There are different versions of the classic noodle soup, and each version should be appreciated. There is a “zamă de razalăi” (noodle soup) in Kayanu in the Cluj region, as well as a “lăşcuțe soup” (where lăcuţi is home-made pasta). Both are everyday recipes that are eaten at dinner.
Then we have different “weeds” that are local stars. Soup, which is made into a pie in Kosoba, Gurgaon County, in the town of Herasht in Gurgaon Province.
When we talk about ritual recipes, we immediately think of the “martyrs” of March 9, but now we know that St. Nicholas made “corn” in Vidra of Vranchea, from large pieces of pumpkin, corn flour and wheat flour. It was served in “festive bowls”.

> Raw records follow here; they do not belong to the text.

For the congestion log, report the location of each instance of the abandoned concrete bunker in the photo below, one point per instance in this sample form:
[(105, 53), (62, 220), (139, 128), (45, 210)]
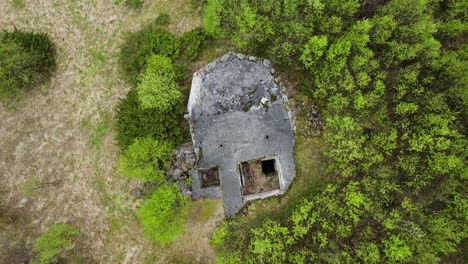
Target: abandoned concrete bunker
[(241, 131)]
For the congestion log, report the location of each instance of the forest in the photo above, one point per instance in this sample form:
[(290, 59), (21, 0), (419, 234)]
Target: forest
[(381, 178), (389, 77)]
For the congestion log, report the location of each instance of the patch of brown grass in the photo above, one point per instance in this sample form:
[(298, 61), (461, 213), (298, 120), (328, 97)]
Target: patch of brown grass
[(43, 135)]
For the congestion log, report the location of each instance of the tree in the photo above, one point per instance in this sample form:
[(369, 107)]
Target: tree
[(157, 87), (146, 159), (25, 59), (162, 215)]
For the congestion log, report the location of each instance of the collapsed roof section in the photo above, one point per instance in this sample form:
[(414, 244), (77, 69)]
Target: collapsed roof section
[(237, 114)]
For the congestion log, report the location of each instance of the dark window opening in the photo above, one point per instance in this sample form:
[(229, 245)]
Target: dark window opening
[(210, 177), (258, 176), (268, 166)]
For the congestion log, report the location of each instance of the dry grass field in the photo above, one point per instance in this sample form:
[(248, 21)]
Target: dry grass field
[(57, 148)]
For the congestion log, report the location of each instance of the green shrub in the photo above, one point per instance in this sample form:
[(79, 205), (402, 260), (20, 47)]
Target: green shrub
[(134, 122), (134, 3), (54, 243), (26, 59), (192, 43), (162, 215), (163, 19), (146, 159), (157, 88), (38, 43), (138, 46)]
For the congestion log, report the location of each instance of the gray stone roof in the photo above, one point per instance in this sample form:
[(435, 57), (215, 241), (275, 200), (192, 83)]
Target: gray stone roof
[(238, 112)]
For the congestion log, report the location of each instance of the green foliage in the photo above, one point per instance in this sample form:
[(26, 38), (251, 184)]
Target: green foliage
[(193, 42), (146, 159), (212, 18), (54, 243), (135, 122), (162, 215), (18, 3), (26, 59), (163, 19), (157, 88), (140, 45), (135, 4), (390, 78)]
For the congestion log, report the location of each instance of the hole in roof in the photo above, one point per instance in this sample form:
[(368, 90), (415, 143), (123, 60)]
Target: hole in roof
[(268, 166)]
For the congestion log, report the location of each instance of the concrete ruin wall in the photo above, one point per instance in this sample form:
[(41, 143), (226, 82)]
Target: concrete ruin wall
[(238, 112)]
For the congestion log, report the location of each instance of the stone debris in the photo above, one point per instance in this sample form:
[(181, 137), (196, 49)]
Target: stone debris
[(238, 112), (184, 161)]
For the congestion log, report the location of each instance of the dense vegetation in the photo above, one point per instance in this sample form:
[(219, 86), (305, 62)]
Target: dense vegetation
[(26, 59), (148, 120), (390, 77), (163, 214)]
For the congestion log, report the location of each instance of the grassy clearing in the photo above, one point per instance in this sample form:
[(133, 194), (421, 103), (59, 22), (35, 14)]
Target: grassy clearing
[(64, 132)]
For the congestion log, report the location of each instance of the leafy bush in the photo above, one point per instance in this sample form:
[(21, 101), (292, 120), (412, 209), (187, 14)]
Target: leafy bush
[(157, 88), (25, 59), (162, 215), (54, 242), (135, 122), (134, 3), (146, 159), (163, 19), (142, 44), (192, 42)]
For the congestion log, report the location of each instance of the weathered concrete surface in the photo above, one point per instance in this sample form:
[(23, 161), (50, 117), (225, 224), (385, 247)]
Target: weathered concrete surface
[(238, 112)]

Even more amazing is what happens in multinational communities like Murigiol, where there are recipes that travel from one community to another. For example, there are no other Tatars in the area, but the villagers have taken the recipe for suberek and continue to do so, but with a horse that is not really Tatar.
If you want any of the above dishes, we hope that in the near future these recipes will be available, prepared, served in local gastronomic outlets and hotels in the area. We can eat burgers anywhere, with a whimsical pie only in a certain area to the south.
The work of NGOs in Romania
The hardest part of working with NGOs is finding and managing resources in the long run. And this is about people who want to spend more time in the community. Working on the grass with those in the villages (producers և landlords) can not be done from a laptop.
It is just as difficult to force communities to understand our work, to pursue a non-commercial goal.
Satisfaction comes when we find partners in the communities, we can do something together. When we sell brunch (for example) և participants who tell us how good they felt about the event.
Other projects you are working on
In addition to the brunch that is now taking place almost all over the country (Oltenia Brunch, Banat Brunch, Muntenia Brunch, Northern Transylvania Brunch), another important project is Tara Colibelor, through which we set out to preserve and revitalize the cultural landscape. The pasture of the Cinderella Mountains.
Last year we rebuilt the hay house with traditional materials, turning it into a dormitory for two families, where sleeping in the grass is combined with a bedroom with a mattress, pillows, grass and a blanket made of wool. .
This year we will hold a summer school where architects ուսան architecture students will inventory ետ explore about 70 grass cottages located in the Sadulu River at an altitude of about 1000 m. In the past, huts were used to shelter shepherds and their families from April to May during this small transformation phase (when sheep climb mountains from plains). Times have changed, the shepherd has also changed and the “huts” and the grass (of very good quality) are sad. Through these actions, we sought to serve the local community by revitalizing the place through ecotourism և slow food.
How can people show their support for what you have done?
Come to the local food hosts, have breakfast, sleep in the cottages or buy a newly published gastronomic monograph (we will start the crowdfunding campaign in 2 weeks). 3.5% tax discounts or donations are also welcome.